Per coinvolgere i cittadini nella realizzazione del murale, non solo abbiamo chiesto la collaborazione di buona parte dei giovani writers della città – che hanno collaborato con Zed One e che quindi saranno i primi a difendere l’opera da nuovi gesti vandalici – ma è stato coinvolto anche un pubblico più ampio. La scelta della frase citata, ad esempio, è derivata da un invito pubblico che abbiamo lanciato sui social media per trovare una frase del repertorio monicelliano (personaggi dei suoi film o citazioni dirette) che stimolasse la progettazione figurativa dell’artista. Sono arrivate decine di proposte. Tra queste, la più apprezzata è stata “la speranza è una trappola”, frase che Monicelli ha detto nel corso di una delle sue ultime interviste.
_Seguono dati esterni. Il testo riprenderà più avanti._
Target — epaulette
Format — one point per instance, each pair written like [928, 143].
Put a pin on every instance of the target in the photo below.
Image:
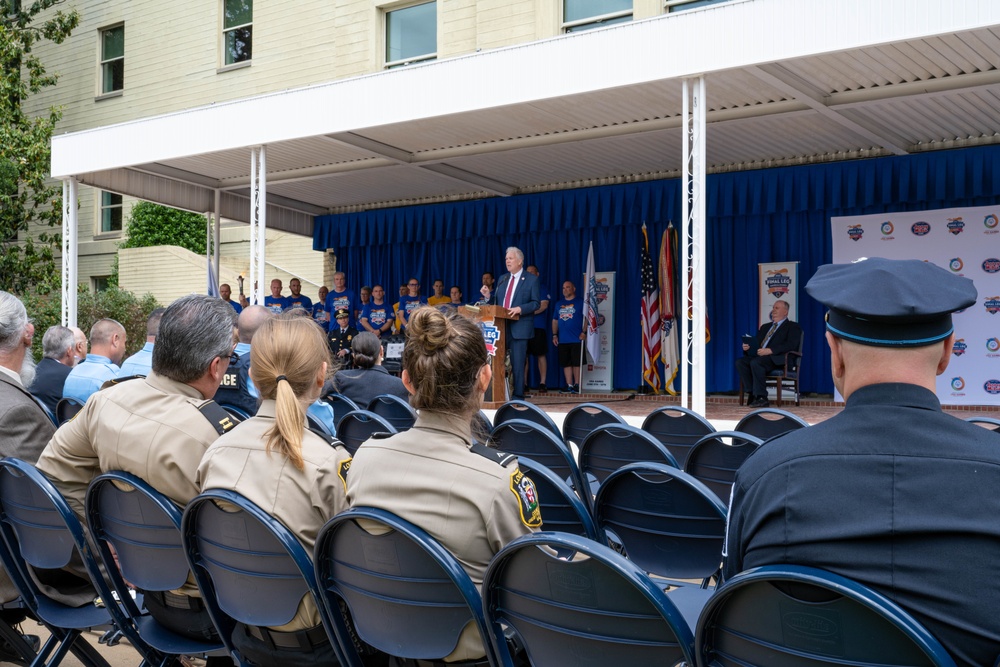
[217, 416]
[503, 458]
[113, 381]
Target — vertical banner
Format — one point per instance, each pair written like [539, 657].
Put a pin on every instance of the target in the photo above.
[777, 281]
[965, 241]
[597, 376]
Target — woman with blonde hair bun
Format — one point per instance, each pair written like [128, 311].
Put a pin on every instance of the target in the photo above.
[292, 473]
[470, 498]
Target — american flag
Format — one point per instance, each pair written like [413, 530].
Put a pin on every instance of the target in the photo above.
[650, 318]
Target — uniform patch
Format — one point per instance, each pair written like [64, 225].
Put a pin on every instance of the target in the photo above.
[527, 499]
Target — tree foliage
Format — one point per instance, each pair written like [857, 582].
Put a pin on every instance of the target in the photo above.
[25, 148]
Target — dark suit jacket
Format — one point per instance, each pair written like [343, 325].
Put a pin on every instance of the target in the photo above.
[50, 377]
[526, 296]
[784, 340]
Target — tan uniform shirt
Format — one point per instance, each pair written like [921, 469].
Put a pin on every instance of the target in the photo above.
[302, 500]
[467, 502]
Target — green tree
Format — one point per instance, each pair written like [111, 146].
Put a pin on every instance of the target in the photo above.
[25, 148]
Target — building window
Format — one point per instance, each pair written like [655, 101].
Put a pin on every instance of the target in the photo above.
[112, 59]
[411, 34]
[111, 212]
[587, 14]
[237, 30]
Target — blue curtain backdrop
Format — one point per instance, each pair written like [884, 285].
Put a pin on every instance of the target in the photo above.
[753, 216]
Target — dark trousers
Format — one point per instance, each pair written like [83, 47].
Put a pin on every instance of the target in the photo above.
[753, 371]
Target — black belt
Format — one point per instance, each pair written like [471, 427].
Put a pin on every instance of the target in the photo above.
[315, 636]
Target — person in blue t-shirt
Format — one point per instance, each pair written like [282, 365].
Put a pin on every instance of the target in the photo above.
[341, 298]
[567, 334]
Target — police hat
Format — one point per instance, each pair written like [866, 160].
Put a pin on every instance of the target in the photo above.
[890, 302]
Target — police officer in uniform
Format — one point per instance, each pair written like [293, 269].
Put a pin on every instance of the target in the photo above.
[470, 498]
[156, 428]
[892, 492]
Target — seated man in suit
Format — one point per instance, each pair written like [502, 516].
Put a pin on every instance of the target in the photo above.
[772, 342]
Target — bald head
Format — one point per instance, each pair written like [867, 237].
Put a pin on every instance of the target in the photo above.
[250, 320]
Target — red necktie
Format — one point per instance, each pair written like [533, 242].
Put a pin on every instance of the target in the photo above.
[510, 292]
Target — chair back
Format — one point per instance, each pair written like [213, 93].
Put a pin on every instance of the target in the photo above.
[584, 418]
[408, 596]
[249, 568]
[358, 426]
[669, 523]
[599, 610]
[714, 462]
[678, 428]
[341, 406]
[66, 409]
[794, 616]
[766, 423]
[517, 409]
[394, 410]
[562, 510]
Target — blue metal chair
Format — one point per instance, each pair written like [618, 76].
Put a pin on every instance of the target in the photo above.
[516, 409]
[714, 462]
[144, 528]
[793, 616]
[357, 426]
[407, 595]
[39, 530]
[562, 509]
[249, 568]
[598, 610]
[394, 410]
[766, 423]
[584, 418]
[677, 428]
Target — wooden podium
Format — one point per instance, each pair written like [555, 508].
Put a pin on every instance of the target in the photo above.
[492, 319]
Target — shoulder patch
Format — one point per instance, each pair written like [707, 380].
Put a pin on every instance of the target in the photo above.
[527, 499]
[503, 458]
[221, 420]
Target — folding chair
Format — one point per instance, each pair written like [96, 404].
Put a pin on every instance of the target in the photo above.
[597, 610]
[407, 595]
[144, 528]
[250, 569]
[794, 616]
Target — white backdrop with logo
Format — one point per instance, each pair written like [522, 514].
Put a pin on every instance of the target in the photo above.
[965, 241]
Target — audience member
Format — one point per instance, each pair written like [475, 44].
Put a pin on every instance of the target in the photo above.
[892, 492]
[567, 334]
[158, 429]
[486, 501]
[296, 476]
[237, 388]
[375, 317]
[772, 342]
[57, 361]
[369, 379]
[107, 348]
[538, 346]
[225, 291]
[517, 292]
[141, 362]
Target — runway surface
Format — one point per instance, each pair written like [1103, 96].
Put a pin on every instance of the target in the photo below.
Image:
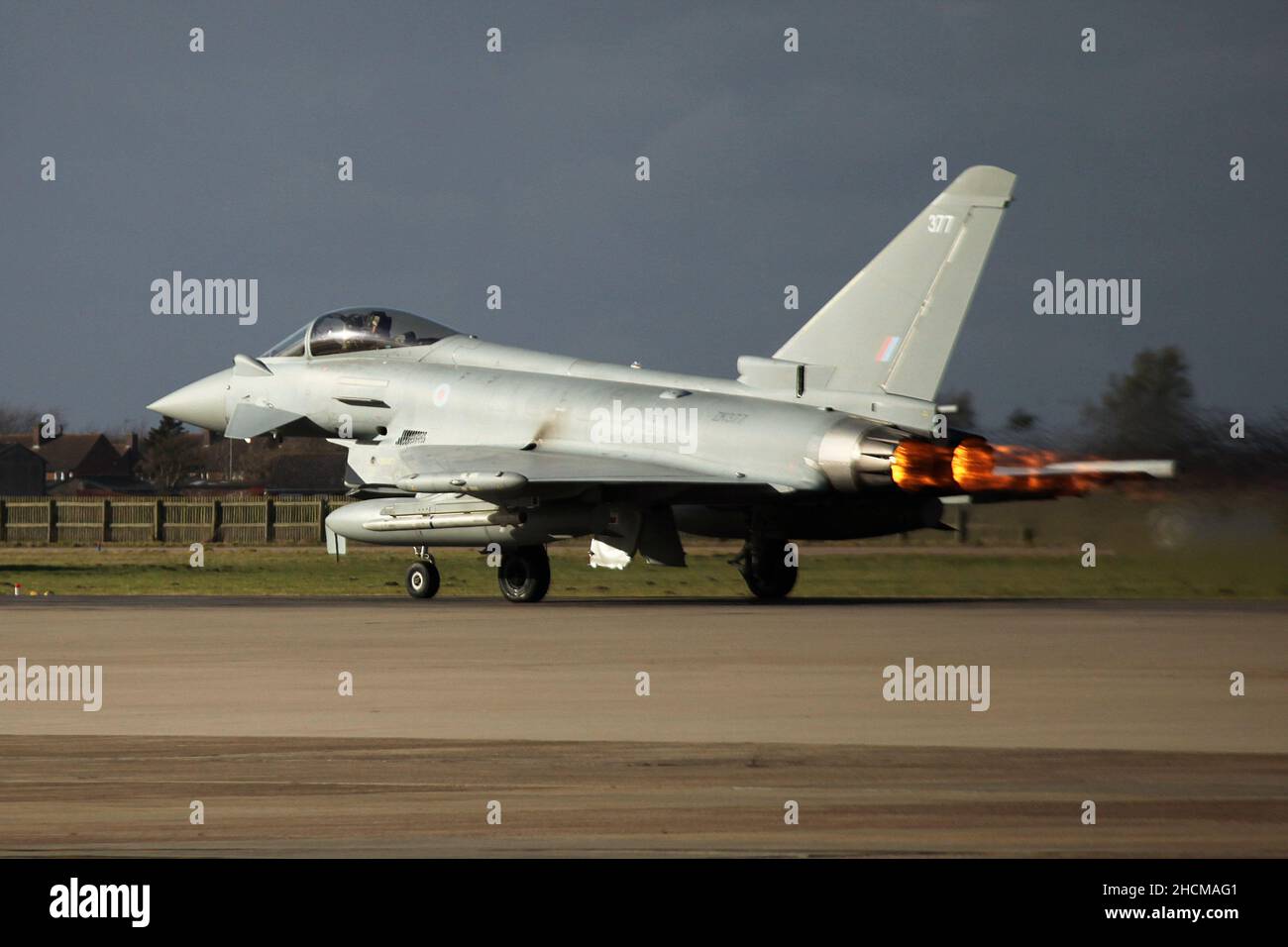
[462, 702]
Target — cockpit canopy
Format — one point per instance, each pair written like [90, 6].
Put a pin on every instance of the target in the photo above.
[359, 330]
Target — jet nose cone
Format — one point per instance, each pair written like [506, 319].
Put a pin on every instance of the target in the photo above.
[201, 403]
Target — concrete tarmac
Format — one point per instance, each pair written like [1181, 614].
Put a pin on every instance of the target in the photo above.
[462, 702]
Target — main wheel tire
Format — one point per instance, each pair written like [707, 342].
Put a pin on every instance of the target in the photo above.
[524, 574]
[765, 573]
[423, 579]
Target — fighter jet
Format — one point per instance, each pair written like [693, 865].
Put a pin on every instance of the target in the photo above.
[454, 441]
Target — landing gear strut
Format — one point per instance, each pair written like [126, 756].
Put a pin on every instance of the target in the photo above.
[524, 574]
[423, 578]
[764, 569]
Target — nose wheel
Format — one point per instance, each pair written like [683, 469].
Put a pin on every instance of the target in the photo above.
[423, 579]
[524, 574]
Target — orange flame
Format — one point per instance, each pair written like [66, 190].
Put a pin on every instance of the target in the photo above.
[921, 466]
[971, 468]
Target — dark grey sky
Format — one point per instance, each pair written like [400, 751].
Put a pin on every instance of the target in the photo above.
[518, 169]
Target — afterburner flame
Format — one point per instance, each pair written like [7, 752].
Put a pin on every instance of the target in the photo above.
[921, 466]
[977, 467]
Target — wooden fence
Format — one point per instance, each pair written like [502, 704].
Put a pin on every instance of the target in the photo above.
[141, 521]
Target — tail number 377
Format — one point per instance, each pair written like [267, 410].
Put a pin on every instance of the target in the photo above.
[940, 223]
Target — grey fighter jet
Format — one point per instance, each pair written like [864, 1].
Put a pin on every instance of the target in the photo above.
[455, 441]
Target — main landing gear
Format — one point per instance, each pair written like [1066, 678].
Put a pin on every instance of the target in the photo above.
[523, 575]
[423, 579]
[764, 569]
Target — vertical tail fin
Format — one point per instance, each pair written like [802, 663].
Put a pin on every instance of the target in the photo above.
[894, 325]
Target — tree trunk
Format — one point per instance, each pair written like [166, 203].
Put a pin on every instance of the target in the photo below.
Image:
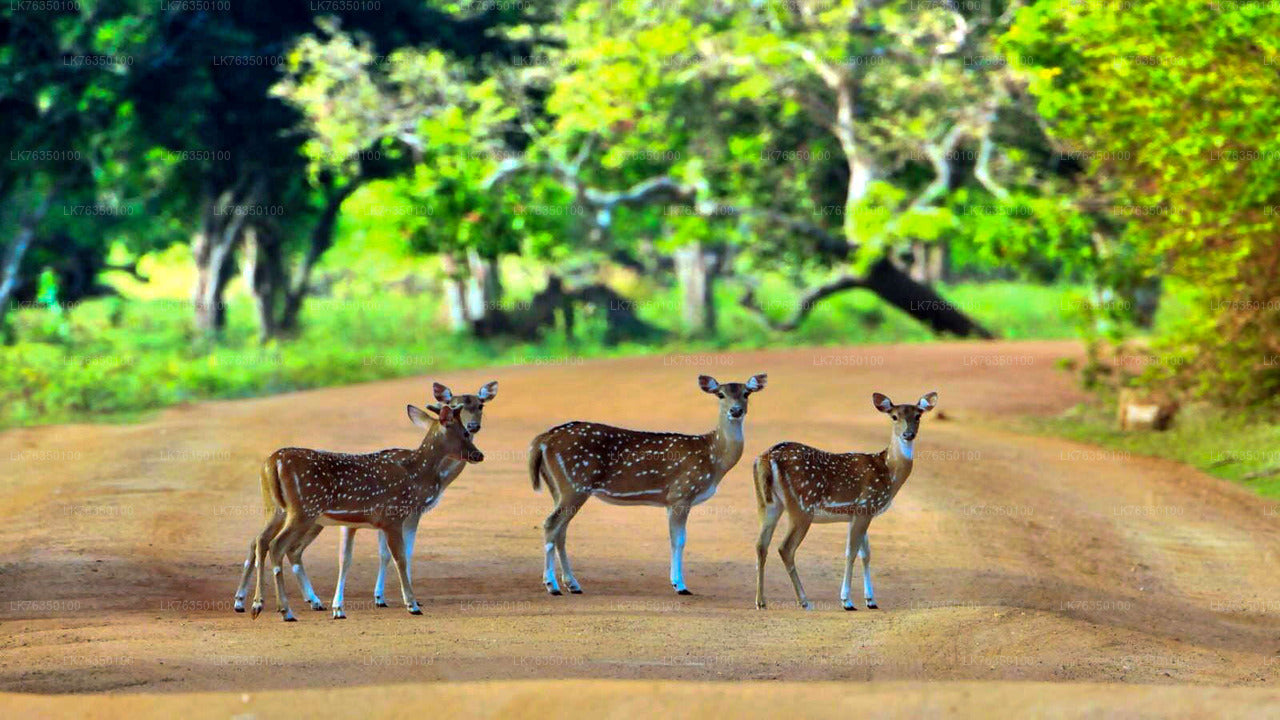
[321, 240]
[455, 294]
[892, 285]
[17, 250]
[695, 268]
[920, 301]
[220, 231]
[264, 274]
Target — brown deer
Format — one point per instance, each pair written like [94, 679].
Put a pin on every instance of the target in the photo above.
[470, 410]
[378, 490]
[826, 487]
[624, 466]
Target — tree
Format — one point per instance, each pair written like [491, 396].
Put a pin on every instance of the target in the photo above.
[64, 191]
[887, 89]
[1174, 108]
[202, 94]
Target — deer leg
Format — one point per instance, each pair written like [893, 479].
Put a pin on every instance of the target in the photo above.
[410, 541]
[384, 557]
[295, 528]
[551, 529]
[300, 572]
[677, 515]
[571, 507]
[250, 560]
[787, 550]
[769, 515]
[864, 551]
[851, 547]
[396, 543]
[346, 547]
[273, 525]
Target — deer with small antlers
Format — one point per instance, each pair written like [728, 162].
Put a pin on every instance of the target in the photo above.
[470, 411]
[826, 487]
[306, 490]
[579, 460]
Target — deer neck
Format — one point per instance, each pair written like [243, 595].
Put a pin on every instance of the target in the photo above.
[899, 458]
[726, 442]
[429, 460]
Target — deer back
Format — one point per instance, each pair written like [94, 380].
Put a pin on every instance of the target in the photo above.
[371, 488]
[830, 483]
[629, 465]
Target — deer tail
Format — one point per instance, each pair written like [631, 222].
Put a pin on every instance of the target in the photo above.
[535, 463]
[763, 482]
[273, 499]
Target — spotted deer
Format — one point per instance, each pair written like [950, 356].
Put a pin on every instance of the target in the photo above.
[470, 411]
[827, 487]
[579, 460]
[307, 488]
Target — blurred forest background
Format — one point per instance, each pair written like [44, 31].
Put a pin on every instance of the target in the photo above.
[220, 197]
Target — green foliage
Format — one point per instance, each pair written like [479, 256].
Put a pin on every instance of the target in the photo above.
[1174, 106]
[112, 356]
[1230, 445]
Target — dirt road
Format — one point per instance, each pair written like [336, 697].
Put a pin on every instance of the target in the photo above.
[1005, 557]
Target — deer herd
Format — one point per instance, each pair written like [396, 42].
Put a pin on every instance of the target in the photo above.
[391, 490]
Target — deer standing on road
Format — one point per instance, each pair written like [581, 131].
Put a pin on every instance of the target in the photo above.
[826, 487]
[624, 466]
[382, 490]
[470, 411]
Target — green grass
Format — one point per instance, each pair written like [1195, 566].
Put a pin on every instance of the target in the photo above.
[112, 359]
[1233, 446]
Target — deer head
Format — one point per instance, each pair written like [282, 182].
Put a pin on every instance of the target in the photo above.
[469, 408]
[457, 440]
[906, 418]
[732, 396]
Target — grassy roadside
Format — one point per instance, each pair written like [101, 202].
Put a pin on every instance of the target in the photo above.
[114, 359]
[1230, 446]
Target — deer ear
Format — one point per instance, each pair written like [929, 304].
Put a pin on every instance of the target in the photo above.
[419, 418]
[442, 392]
[882, 402]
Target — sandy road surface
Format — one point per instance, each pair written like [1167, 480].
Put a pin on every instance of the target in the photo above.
[1005, 557]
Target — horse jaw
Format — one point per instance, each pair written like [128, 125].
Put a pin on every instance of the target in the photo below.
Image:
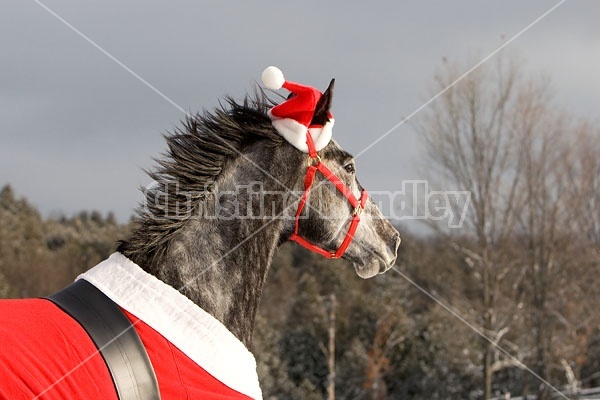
[373, 267]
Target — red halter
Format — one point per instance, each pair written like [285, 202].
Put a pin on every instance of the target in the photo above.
[314, 165]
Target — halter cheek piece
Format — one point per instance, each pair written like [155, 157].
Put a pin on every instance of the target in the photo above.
[314, 165]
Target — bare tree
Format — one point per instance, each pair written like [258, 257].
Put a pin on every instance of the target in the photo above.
[479, 136]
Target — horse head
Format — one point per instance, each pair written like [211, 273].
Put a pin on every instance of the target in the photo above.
[324, 224]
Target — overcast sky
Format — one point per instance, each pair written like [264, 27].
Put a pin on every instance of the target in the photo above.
[76, 128]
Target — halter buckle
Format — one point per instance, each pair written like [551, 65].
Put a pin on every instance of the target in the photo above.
[313, 161]
[358, 210]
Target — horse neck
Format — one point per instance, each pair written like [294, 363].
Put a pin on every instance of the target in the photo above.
[221, 263]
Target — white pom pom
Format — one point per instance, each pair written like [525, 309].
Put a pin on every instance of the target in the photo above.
[272, 78]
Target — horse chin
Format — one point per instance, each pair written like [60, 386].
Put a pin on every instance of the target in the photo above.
[370, 268]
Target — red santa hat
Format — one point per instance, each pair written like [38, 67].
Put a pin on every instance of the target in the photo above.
[292, 118]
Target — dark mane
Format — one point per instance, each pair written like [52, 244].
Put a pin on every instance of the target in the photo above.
[197, 153]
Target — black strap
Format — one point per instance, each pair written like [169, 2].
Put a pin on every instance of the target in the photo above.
[115, 337]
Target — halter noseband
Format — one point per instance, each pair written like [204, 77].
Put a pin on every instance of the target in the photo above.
[314, 165]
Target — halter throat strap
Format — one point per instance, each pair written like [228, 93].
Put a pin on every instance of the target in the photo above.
[314, 165]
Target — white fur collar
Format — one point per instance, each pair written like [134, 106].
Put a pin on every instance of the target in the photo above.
[192, 330]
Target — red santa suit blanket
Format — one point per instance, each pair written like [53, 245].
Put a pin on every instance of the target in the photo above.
[44, 354]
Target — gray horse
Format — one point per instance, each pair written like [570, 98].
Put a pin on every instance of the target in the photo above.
[229, 191]
[221, 263]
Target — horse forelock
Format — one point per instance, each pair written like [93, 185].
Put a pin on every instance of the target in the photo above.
[197, 153]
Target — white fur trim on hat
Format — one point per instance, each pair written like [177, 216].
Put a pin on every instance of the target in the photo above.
[295, 133]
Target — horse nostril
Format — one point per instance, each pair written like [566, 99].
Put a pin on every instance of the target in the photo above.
[396, 243]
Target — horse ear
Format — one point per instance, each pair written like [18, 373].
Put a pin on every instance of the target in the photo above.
[321, 115]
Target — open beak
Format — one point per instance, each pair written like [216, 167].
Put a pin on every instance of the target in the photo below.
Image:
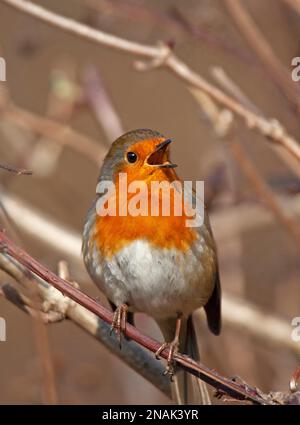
[159, 158]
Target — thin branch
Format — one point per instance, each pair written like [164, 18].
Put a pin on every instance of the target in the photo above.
[228, 386]
[294, 4]
[101, 103]
[56, 131]
[15, 170]
[263, 191]
[162, 56]
[264, 51]
[39, 226]
[57, 307]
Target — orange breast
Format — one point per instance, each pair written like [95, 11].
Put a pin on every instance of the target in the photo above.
[112, 233]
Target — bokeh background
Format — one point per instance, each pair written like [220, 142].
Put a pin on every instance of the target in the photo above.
[70, 80]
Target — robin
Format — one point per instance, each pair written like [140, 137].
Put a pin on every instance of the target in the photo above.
[154, 264]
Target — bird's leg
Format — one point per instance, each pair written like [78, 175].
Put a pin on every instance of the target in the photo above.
[173, 349]
[119, 322]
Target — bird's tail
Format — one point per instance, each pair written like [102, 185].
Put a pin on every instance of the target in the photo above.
[186, 388]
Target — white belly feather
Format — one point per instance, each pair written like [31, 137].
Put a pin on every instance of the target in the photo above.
[158, 282]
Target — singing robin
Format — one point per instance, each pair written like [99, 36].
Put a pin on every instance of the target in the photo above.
[154, 264]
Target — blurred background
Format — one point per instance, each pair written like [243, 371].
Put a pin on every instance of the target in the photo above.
[66, 99]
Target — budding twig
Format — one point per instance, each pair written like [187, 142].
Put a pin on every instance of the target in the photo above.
[233, 389]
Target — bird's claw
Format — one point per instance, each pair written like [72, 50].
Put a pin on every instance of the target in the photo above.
[173, 350]
[119, 322]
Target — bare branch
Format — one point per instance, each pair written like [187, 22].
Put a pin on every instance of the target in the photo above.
[264, 51]
[162, 55]
[228, 386]
[15, 170]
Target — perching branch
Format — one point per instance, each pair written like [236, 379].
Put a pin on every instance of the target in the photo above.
[222, 384]
[56, 307]
[162, 56]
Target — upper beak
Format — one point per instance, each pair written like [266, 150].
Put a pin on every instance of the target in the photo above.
[158, 156]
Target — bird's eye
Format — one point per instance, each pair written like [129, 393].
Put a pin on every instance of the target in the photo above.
[131, 157]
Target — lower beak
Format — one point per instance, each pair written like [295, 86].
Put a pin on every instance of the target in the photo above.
[158, 157]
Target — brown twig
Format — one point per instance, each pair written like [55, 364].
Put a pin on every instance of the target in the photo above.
[211, 377]
[162, 56]
[56, 307]
[263, 190]
[294, 4]
[101, 103]
[15, 170]
[264, 51]
[58, 132]
[294, 380]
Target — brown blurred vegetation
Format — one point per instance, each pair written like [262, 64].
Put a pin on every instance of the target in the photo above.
[259, 262]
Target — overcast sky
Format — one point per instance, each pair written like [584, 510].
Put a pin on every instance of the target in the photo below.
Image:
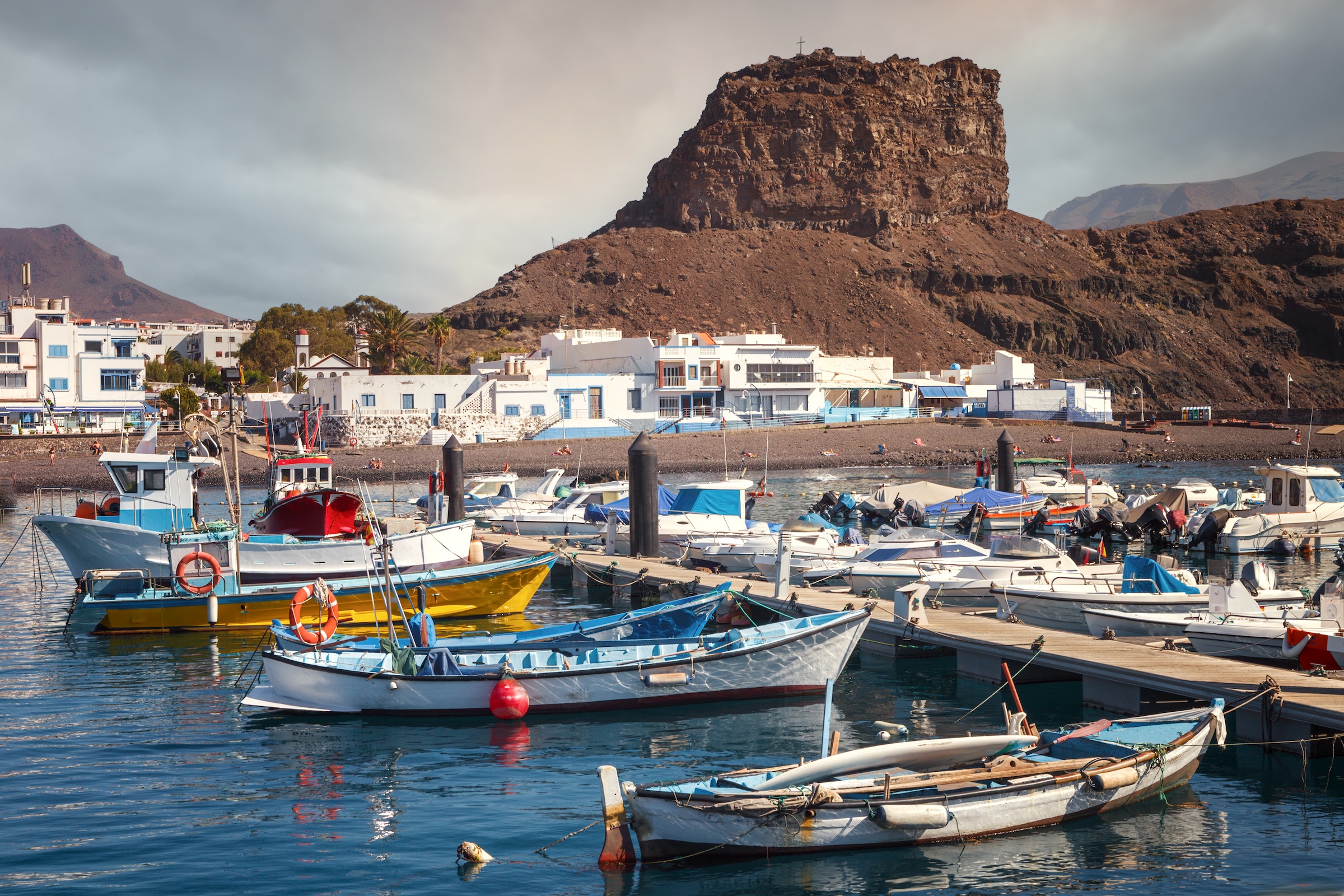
[241, 155]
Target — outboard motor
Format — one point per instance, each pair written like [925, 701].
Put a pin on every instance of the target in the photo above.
[1038, 521]
[1082, 555]
[1257, 577]
[1208, 530]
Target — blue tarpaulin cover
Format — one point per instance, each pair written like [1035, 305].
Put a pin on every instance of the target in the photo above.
[597, 512]
[720, 501]
[1144, 575]
[990, 497]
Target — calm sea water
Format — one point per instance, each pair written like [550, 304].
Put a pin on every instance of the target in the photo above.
[128, 765]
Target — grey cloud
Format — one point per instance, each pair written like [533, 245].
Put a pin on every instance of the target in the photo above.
[241, 155]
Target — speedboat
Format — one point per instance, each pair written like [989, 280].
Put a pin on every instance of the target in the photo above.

Certo, non è una frase rassicurante; anzi, è una istigazione alla ribellione nel pieno spirito libero e antagonista di Monicelli, ma l’arte vera, oggi, non è data dalla capacità tecnica né imitativa – ci sono la decorazione e l’illustrazione per questo scopo rasserenante – ma dalla capacità di ampliare la mente e i punti di vista, di allargare gli orizzonti, di aprirsi al futuro per poterlo meglio costruire e abitare. A questo proposito, riteniamo assolutamente legittimo non gradire il messaggio e lo stile di questo murale, ma consideriamo anche stupido urlare allo scempio, perché la speranza di rendere migliore il mondo con la censura e la repressione è, a nostro avviso, il tipo di speranza più vicino alla trappola.
La street art è arte?
Certo che sì. È per tutti, è accessibile senza pagare, è espressione del proprio tempo, è libera e progressista. Ed è effimera, come uno spettacolo teatrale…
Vi aspettavate tutte queste polemiche?
No. Ma siamo soddisfatti perché la maggior parte dei commenti è stato positivo. Alla fine, i grossetani sono più maturi della rappresentazione becera che qualcuno ne vuole dare. In un sondaggio molto frequentato di un giornale on line, tre grossetani su quattro hanno espresso un’opinione favorevole all’iniziativa. Questo ci fa bene sperare: da anni, come Cedav, organizziamo incontri e visite guidate per valorizzare l’arte pubblica. Con la direttrice del Museo Archeologico Maria Grazia Celuzza abbiamo addirittura pubblicato la prima guida completa all’arte pubblica di Grosseto (“Grosseto Visibile”, Effigi Editore, 2014), che ha avuto molto successo e che comprende anche, per la prima volta, le opere di street art. Riteniamo quindi il dibattito molto utile, anche quando si articola in posizioni molto critiche, mentre le offese e i pregiudizi li archiviamo nel repertorio delle sterili ottusità, che esiste ma non serve a niente.
Cosa farete ora?
Cercheremo di convincere l’amministrazione comunale a illuminare il murale. Monitoreremo il suo stato di conservazione. Lo cancelleremo o ne faremo uno nuovo se, tra qualche anno, non saranno stati raggiunti gli esiti che abbiamo sperato. Nel frattempo, cominciando dalla monumentale cabina Enel di Via Trieste, coloriamo la città grazie alla encomiabile partecipazione della associazione ArteFacto, che ringrazio di cuore e che è la vera protagonista della street art a Grosseto.